Piombino si è spenta. L'altoforno, senza
più fondi, senza più alcun finanziamento, come se non avesse più
alcuno scopo, ha emesso l'ultimo sibilo, l'ultimo fiato, come un
gigante stanco a cui non gli si da più di che cibarsi.
Il tumore
che feriva la mia grigia, triste, città giace ancora lì, inerte.
La feriva, emettendo fiamme e fumi inquietanti, di colore
post-apocalittico; ma la nutriva, nutriva i suoi abitanti, che
odiavano quel mostro lugubre che si mostrava imponente e
imperturbabile all'entrata della città; quando varcavi le sue porte, avevi l'impressione di avere
messo piede nella terra di Mordor, o,
gettando lo sguardo verso il centro, che un libro di Dickens avesse trovato il modo di
tradursi, nel XX e poi, successivamente, nel XXI secolo.

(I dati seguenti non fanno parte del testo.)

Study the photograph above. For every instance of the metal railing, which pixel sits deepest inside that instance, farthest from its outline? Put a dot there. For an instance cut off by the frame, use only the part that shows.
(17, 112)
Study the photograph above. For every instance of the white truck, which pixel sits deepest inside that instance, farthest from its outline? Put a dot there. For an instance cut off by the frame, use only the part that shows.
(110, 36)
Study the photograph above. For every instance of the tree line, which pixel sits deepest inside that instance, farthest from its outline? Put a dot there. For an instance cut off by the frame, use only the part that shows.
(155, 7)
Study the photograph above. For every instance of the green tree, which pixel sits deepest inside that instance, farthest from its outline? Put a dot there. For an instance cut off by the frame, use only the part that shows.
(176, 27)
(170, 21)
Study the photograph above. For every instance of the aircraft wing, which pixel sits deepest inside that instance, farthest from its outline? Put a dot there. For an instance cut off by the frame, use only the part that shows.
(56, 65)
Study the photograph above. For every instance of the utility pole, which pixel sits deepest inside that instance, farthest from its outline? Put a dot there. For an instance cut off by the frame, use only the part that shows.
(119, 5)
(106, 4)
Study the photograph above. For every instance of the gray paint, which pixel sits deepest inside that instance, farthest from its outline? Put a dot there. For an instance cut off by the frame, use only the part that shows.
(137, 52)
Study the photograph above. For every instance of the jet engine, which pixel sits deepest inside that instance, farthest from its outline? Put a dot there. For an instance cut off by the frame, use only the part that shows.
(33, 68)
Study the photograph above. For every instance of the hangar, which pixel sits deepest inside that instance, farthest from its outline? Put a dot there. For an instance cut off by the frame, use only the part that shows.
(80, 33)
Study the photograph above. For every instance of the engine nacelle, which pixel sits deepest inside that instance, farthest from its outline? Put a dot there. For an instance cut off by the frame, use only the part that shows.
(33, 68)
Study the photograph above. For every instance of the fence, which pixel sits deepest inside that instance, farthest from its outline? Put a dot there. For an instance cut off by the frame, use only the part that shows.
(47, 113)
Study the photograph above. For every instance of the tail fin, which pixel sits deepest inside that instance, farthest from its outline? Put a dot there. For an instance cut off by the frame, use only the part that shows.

Nessuno è più interessato a
lui: troppi debiti, troppe incombenze. Escludendo il suo aspetto,
oramai, è attraente quanto una vecchia megera che tenta ancora di
prostituirsi, sperando di raccimolare qualcosa, per andare
avanti.
Non credevo che potesse mai davvero accadere e, quando mi è giunta
la notizia, la nuca ha visto la sua peluria drizzarsi, insieme al
raggelarsi del mio sangue. Mi sono sentita in colpa, come se quel
desiderio recondito, che ho alimentato per tutti questi anni, potesse aver avuto conseguenze effettive, alla
conclusione dei fatti.
Quel che accadrà, pare superfluo
ricordarlo, ma sottolinearlo è quasi un dovere.
Padri di
famiglia; uomini trentenni che aspiravano a diventarlo;ragazzi;
chiunque orbitasse intorno a quel grande altoforno ha visto
spegnersi, insieme al suddetto, anche il proprio futuro, i propri
sogni, sfumati, insieme all'ultima nube di scorie prodotta. Non
avranno avuto sogni di gloria di chissà quale rango. Chi è rimasto
là, ha imparato a non puntare troppo in alto, ha ridimensionato i propri sogni,
plasmandoli con realismo.
Ma questo non li rende inferiori ai miei.
Sono padri di
famiglia di ragazzi/e che ho odiato, detestato e che mi hanno
regalato un'adolescenza di emarginazione. C'é da dire che altri sono sconosciuti,
amici, fidanzati, padri, mariti di ragazze con le quali, in fin dei
conti, ho avuto un buon rapporto.
Le rate dell'Università
rimarranno insolute. I mutui non si prosciugheranno soffiandoci
sopra, né, tanto meno, le bollette del gas si risolveranno, dando
fuoco a qualche ebreo.
Gli obiettivi, le poche speranze, che già
si erano imparate a ridimensionare, svaniranno, circoscrivendo il
tutto alla mera sopravvivenza.
Piombino- circondario
compreso- è una città orribile perché ha fatto morire mio
fratello; l'ho sempre considerata la colpevole della morte di un
innocente. Così come ne sono responsabili i suoi abitanti. E' una
città che ha coltivato, a forza di indifferenza e inedia, la mia
tristezza, il mio cinismo, il mio disprezzo per il prossimo, è
quella che ha forgiato la corazza difensiva che mi porto con fatica
addosso.
E' una città alla quale, tuttora, dico, sebbene con meno
furore e frustrazione: <<Non tornerò più da te, mi spiace>>. La
mia vita so che sarà altrove. Non so ancora bene dove. Ma non lì.
Ho
imboccato una via il quale sbocco so non essere quel promontorio
bellissimo, suggestivo, che si affaccia sull'Isola d'Elba. Tuttavia, a quell'imperativo categorico, usato a mo' di monito verso me stessa, con il tempo ci ho
aggiunto un 'mi spiace', perché gli anni e la lontananza, e in
qualche senso, quel latente, sporco e sottocutaneo senso di
appartenenza, mi hanno insegnato ad amarla.
Piombino è la morte di
mio fratello, è vero.
Ma a Piombino ho anche amato.
Piombino
ha un tumore interno, che non è tanto l'acciaieria quanto
l'ipocrisia dei suoi abitanti, ma ha un mare fantastico.
E poi, se Piombino muore, io con chi me la posso prendere?!
Il capro espiatorio mi serve vivo, se muore non c'è più gusto.